Petang pada musim gugur adalah salah satu hal yang paling Wonwoo sukai. Ditemani secangkir teh chamomile dan cookies kacang almond, ia duduk khidmat memandangi langit dengan semburat jingga, senada dengan dedaunan yang juga membuat gradasi yang sama. Wonwoo dan Mingyu tidak pernah ingin membuat masalah menjadi berlarut-larut, maka ketika tersulut, lalu keduanya sama-sama mengambil waktu hening sebentar untuk mendinginkan kepala.

"Serius sekali sih?" Mingyu tiba-tiba sudah ada di belakang kursi ayun yang sedang Wonwoo duduki. Lengan kekar dan rasa hangat menjalari bahu hingga ke punggung Wonwoo.

"Gyu, langitnya indah ya ..." Wonwoo malah menunjukkan perangai kekanakkannya terhadap Mingyu.

"Sepertimu, indah ..."

"Gyu, jika kau adalah senja. Aku memilih menjadi langitnya."

"Loh memangnya kenapa?"

“Jika kau menjadi senja, aku memilih menjadi langitnya. Karena bagaimana pun kau memancarkan pesona-pesonamu kepada yang lain, kau akan selalu pulang pada pelukku yang tenang.” seloroh Wonwoo sambil tersenyum.

Pertengkaran kecil memang kerapkali mewarnai hari-hari panjang yang mereka lalui. Namun setelah semuanya selesai, mereka kembali seperti dua anak manusia yang selalu diliputi cinta paling bahagia di jagat raya.

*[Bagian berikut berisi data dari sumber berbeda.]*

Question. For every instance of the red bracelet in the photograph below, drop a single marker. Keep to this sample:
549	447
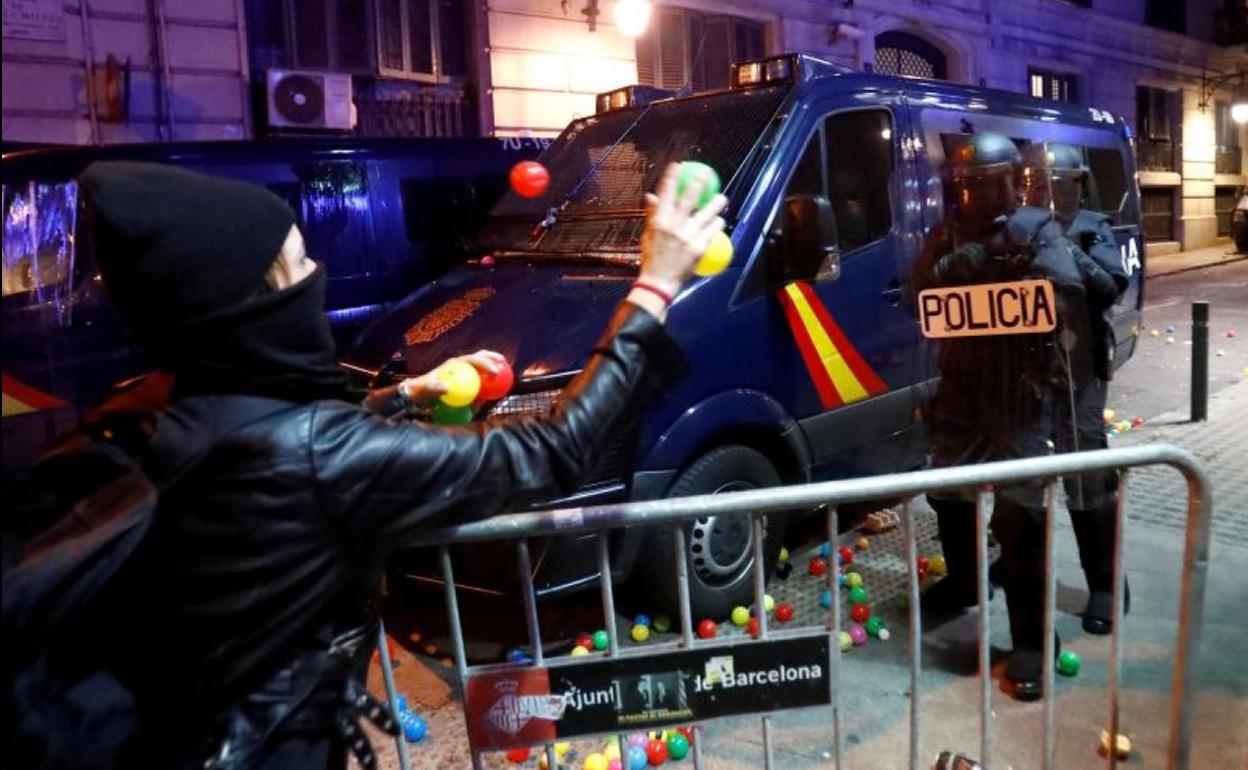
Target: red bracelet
654	290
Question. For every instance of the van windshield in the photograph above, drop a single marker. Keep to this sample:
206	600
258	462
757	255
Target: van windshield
602	166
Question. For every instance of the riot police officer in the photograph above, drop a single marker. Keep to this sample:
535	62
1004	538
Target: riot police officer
995	398
1080	426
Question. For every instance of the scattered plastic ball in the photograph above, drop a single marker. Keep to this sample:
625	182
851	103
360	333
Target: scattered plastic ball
657	751
414	726
874	624
716	257
637	758
678	745
446	414
595	761
529	179
494	386
689	172
1122	745
1068	663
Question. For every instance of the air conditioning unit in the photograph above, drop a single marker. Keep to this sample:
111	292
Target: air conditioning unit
301	100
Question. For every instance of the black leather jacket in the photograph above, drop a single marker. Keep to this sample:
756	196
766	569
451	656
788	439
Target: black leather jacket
270	549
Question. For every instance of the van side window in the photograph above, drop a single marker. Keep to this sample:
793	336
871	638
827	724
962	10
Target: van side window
859	174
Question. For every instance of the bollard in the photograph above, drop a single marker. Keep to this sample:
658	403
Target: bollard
1199	361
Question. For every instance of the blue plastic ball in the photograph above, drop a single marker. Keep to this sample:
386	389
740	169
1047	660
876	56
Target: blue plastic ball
637	758
413	726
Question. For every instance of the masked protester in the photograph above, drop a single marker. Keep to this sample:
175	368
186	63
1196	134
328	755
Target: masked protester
995	398
251	619
1081	399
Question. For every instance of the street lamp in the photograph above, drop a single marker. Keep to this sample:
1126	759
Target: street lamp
632	16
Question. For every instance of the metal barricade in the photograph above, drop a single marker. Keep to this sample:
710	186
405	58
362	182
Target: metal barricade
828	496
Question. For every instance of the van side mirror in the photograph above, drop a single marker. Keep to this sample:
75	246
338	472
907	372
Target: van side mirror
808	242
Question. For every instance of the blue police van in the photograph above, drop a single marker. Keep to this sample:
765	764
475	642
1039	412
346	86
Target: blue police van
806	356
385	216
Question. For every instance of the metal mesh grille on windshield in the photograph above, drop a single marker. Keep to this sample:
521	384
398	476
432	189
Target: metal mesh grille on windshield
603	166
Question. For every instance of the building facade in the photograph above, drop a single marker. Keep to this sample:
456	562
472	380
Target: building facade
429	68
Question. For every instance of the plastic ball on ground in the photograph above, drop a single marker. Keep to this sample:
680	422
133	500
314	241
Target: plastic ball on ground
689	172
716	257
657	751
462	382
1068	663
529	179
678	745
594	761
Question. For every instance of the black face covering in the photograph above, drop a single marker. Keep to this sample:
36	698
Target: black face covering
276	343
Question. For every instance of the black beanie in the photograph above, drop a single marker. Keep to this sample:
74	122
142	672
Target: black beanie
174	246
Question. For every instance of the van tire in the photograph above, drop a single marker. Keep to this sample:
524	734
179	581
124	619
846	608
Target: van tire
715	584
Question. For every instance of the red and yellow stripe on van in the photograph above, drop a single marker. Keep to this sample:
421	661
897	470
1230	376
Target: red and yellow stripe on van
840	373
20	398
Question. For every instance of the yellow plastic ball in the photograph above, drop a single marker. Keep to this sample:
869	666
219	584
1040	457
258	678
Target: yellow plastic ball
716	256
462	382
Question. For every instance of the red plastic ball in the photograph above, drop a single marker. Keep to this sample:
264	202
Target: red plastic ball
496	386
529	179
518	755
657	751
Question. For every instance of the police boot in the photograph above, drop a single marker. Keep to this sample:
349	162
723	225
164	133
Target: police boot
1093	531
956	590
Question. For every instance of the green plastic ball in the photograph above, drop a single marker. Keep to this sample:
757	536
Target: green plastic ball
689	172
1068	663
678	745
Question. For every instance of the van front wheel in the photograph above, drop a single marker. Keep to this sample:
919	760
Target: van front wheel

"Senja tidak pernah sengaja memancarkan pesonanya, lagipula senja hanya sebentar, Wonwoo. Senja mengajarkan pada kita bahwa perpisahan ada pula yang indah. Mereka bebas memaknaiku sebagai senja, namun aku tetap tahu di mana langit baratku berada." pelukan datang menghangatkan punggung Wonwoo. Pria manis itu selalu menyukai sensasi bagaimana tubuh kurusnya tenggelam dalam dekapan Mingyu.

"Gyu ... Kau tahu aku sangat mencintaimu 'kan?"

"Hmm, sangat tahu." Mingyu berkata dalam suaranya yang teredam karena ia sibuk menenggelamkan wajahnya pada bahu Wonwoo. "Dan kau masih ingat apa yang pernah aku bilang 'kan? Mencintaiku tidak akan membuatmu lemah, jadi kuatlah Wonwoo. Percayalah, tumbuhkan rasa percaya, di sini." ujar Mingyu lagi sambil menunjuk tepat ke arah dada Wonwoo.

Wonwoo maupun Mingyu sangat suka bagian ini, ketika akhirnya semua kembali baik-baik saja. Bagian di mana kening mereka saling beradu serta tangis dan tawa menjadi satu. Saat keduanya terasa benar-benar dekat. Hingga rasa yang hendak memudar kembali lagi menjadi pekat. Untuk kesekian kalinya, sebut Wonwoo berlebihan, tetapi bagi Wonwoo, Mingyu-nya adalah sebenar-benarnya keajaiban. Menjumpai Mingyu dalam hidupnya adalah sebuah hadiah dari Tuhan. Hanya pada mata Mingyu, Wonwoo bersedia jatuh dalam-dalam. Mungkin pada peluk Mingyu jua lah Wonwoo bersedia terdekap erat-erat.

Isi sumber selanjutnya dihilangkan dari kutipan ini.